# What's your ingredients for DIY CO2?



## Jdinh04 (Oct 7, 2004)

For your DIY C02, what are your ingredients?

I use 2 cups of sugar, and 1/2 teaspoon of yeast with warmluke water.


----------



## turtlehead (Nov 27, 2004)

same as yours.


----------



## S (Oct 1, 2004)

I use the same recipe but found a few tricks on various websites. First, I boil the water before adding it to the bottle. I also let the bottle cap float in the boiling water. You of course let the water cool to room temperature before proceeding. This sterilizes everything and supposedly helps. Next, instead of just dumping the yeast and sugar into the bottle I combine the yeast, a small amount of water, and a pinch of sugar in a small bowl. I stir this up with a fork making sure I make bubbles, thus forcing air into the mix. I let this sit for 10 minutes before adding it to the bottle. This gives the yeast a bit of a head start, if you will.


----------



## usafresq (Mar 13, 2005)

What size container do you mix the c02 recipe in?

Kevin


----------



## glenhead (Jan 29, 2005)

2 cups table sugar, 1/2 tsp of left-over bread machine yeast (I have a huge bag of it, allegedly expired 2 yrs ago), 1/4 tsp Nottingham ale yeast, a "slurp" (1T?) of blackstrap molasses, all in 2-liter bottle, filled to where it starts to narrow at the top.
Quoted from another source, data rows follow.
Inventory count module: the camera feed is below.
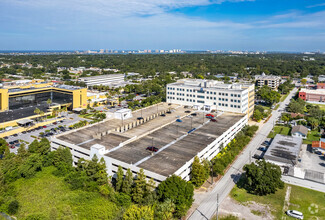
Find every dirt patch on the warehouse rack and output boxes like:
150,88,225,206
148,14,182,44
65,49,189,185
219,196,274,220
Once I run out of bread machine yeast, I'll go back to just ale yeast. This recipe lasts three weeks easy. I've seen a leftover bottle still going after five weeks, but wouldn't trust it on the tank for that long - when it quits, it quits *thud*. The bread yeast helps it get rolling in 12 hours instead of 24.

I use a little pyrex bowl (maybe 1 cup?) for starting the yeast. I start by sterilizing the bottle with about 1/8 tsp B-Brite (available at any homebrewing shop) and rinsing well. Then I take some of the treated water from my treatment trashcan and nuke it to 125F or so (just too hot for comfort). I put the sugar, water, and molasses in the bottle and shake it well (until it turns clear). By that time, it's cooled a good bit. I wait 'till it's just below 104F, then put about 1/2c in the bowl, add the yeast to the bowl, and stir the bejabbers out of it with a fork. Let it sit for 10-15 minutes to get rolling, pour it in the bottle, slap a cap on it, and shake it hard to heavily oxygenate the mix. Then I loosen the cap and just leave it perched on top of the neck to keep the airborne ickies out. As I say, with the bread machine yeast this blend gets cranked in 12 hours; with just the ale yeast, 24 hours is required. With the ale yeast, it'll keep working well when the house gets down into the mid-60s (that's why I like it), and really blasts when it's warmer. I use a two-bottle setup, and change alternate bottles every week - though it will run well longer, if needed. I lean a bit over-cautious, and it's cheap!


----------



## gpodio (Feb 4, 2004)

Pretty much the same amounts you use: http://www.gpodio.com/diy_co2.asp

Giancarlo Podio


----------